兵庫県の知事と、広報の会社の社長とのつながりを解き明かす:社会の関係(public relations)の必要性

 兵庫県の知事と、広報の会社の社長とは、深い関わり合いがあったのだろうか。それとも無かったのだろうか。

 深い関わり合いがなかったかのようにしているのが、兵庫県の斎藤元彦知事の側だ。

 いっぱんの点からすれば、兵庫県の斎藤知事とのあいだのことに限らず、深い関わり合いになると必ずしも良くないのがある。浅い関わり合いのほうがぶなんだ。関わり合いが深くなると、負のことに巻きこまれてしまいかねない。何ごとも浅い関わり合いのほうが受ける傷が浅くてすむ。不確実性への備え(contingency plan)だ。

 兵庫県の斎藤知事に、選挙などでの不正がうたがわれている。その中で、沈黙を保ちつづけているのが広報の会社の社長だ。だんまりをしつづけているのである。

 それまでは web で色々なことを発信しまくっていたのが広報の会社の社長だ。すごい発信をしていたのに、それがぴたりと無くなっている。それまでに web で発信していたものを消しまくっている。斎藤知事の政治のぎわくにさしさわりがあることから、自分でこれまでに web で発信したものを消しているのである。そのうえで、ちんもくを守る。

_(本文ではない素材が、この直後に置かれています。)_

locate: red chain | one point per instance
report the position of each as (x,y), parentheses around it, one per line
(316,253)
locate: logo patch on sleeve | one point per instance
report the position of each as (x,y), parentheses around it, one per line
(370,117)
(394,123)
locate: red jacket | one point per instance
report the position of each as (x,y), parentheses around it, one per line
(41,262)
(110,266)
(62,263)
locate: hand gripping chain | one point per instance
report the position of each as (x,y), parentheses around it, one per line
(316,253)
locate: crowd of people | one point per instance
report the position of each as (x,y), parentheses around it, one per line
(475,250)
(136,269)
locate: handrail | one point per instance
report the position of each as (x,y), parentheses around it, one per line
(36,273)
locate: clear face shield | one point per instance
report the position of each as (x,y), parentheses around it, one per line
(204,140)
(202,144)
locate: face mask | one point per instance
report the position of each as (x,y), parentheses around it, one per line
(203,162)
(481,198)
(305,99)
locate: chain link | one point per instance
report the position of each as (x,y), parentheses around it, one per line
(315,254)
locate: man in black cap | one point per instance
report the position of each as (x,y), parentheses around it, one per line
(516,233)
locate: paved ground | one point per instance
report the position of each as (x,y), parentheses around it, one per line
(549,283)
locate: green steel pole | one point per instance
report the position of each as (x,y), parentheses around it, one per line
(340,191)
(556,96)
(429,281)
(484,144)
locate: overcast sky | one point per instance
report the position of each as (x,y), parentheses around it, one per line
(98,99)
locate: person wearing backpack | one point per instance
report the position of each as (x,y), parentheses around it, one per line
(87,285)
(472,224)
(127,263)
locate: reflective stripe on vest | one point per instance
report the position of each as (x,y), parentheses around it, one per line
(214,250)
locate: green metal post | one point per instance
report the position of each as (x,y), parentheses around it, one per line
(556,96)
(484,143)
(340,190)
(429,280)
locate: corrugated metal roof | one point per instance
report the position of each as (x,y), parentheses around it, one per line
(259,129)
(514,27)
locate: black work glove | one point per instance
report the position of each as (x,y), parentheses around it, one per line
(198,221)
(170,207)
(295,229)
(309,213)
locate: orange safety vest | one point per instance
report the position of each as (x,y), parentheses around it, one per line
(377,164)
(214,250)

 語らずにだまり続けていることから、斎藤知事の側から一方的に言われほうだいになっている。広報の会社の社長が、一方的に悪く言われている。話を盛ったとか、無料で選挙の活動に参加していたのにすぎないとかとされている。会社の仕事ではなくて、自発に奉仕(volunteer)しただけだ。

 主体が上に立つ。客体を下に置く。行動者なのが主体であり、その相手なのが客体である。斎藤知事が主体として上に立って、客体を負として評価づけている。主体から客体への一方向のものなので、交通の様態(mode)では単交通である。

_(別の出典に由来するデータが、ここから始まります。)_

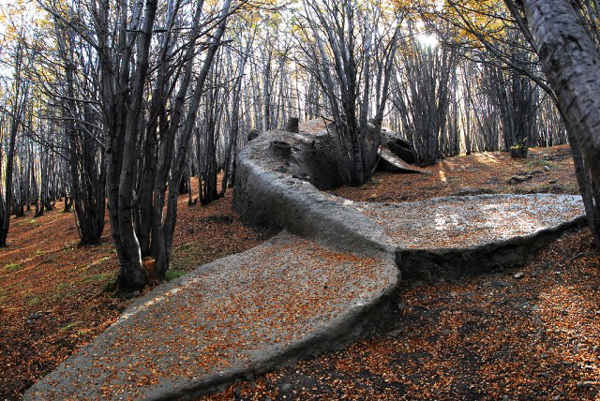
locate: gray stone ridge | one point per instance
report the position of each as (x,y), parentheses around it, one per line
(237,317)
(328,278)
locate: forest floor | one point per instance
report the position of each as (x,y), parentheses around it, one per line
(494,336)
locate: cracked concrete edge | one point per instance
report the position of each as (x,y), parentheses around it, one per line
(433,265)
(352,325)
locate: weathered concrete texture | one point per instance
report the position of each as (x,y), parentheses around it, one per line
(390,162)
(277,184)
(236,317)
(292,297)
(459,236)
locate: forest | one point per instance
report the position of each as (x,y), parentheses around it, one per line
(129,131)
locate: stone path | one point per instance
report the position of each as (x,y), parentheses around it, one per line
(298,294)
(233,318)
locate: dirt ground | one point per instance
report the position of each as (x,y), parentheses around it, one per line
(491,337)
(525,333)
(52,298)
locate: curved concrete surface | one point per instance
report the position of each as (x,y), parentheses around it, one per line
(302,293)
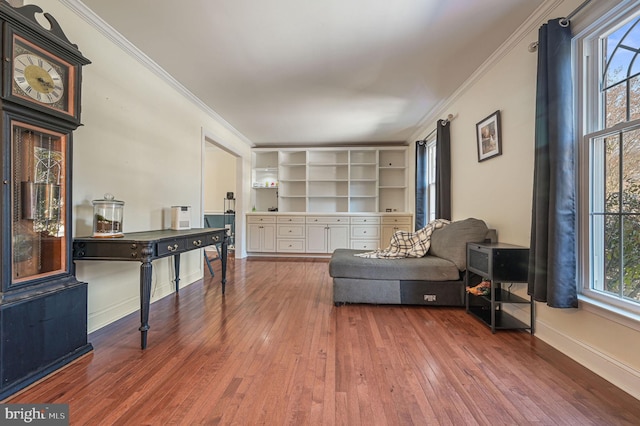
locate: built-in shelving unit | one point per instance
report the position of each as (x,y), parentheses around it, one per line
(330,180)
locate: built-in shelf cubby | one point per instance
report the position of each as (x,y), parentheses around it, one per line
(330,180)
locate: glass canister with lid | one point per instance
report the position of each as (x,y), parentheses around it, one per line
(107,217)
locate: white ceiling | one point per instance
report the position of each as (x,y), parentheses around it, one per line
(294,72)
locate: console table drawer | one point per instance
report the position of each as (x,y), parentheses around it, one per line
(291,246)
(261,219)
(364,244)
(400,220)
(372,220)
(290,219)
(328,219)
(290,231)
(365,231)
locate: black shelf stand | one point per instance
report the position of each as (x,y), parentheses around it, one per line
(499,263)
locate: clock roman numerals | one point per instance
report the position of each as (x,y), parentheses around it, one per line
(39,79)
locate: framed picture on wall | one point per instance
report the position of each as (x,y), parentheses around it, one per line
(489,137)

 主体である斎藤知事から負として評価づけされるところのものなのが、客体である広報の会社の社長だ。客体である広報の会社の社長からすると、一方的に主体から負として評価づけされることになるので、逆むきの単交通である。逆の方向の単交通だ。受け身である。

 主体が上に立って、客体が下に置かれる。主体と客体との関係が固定化されるとよくない。主体と客体との関係は構築されたものなのだから、一から作り直す。脱構築(deconstruction)して行く。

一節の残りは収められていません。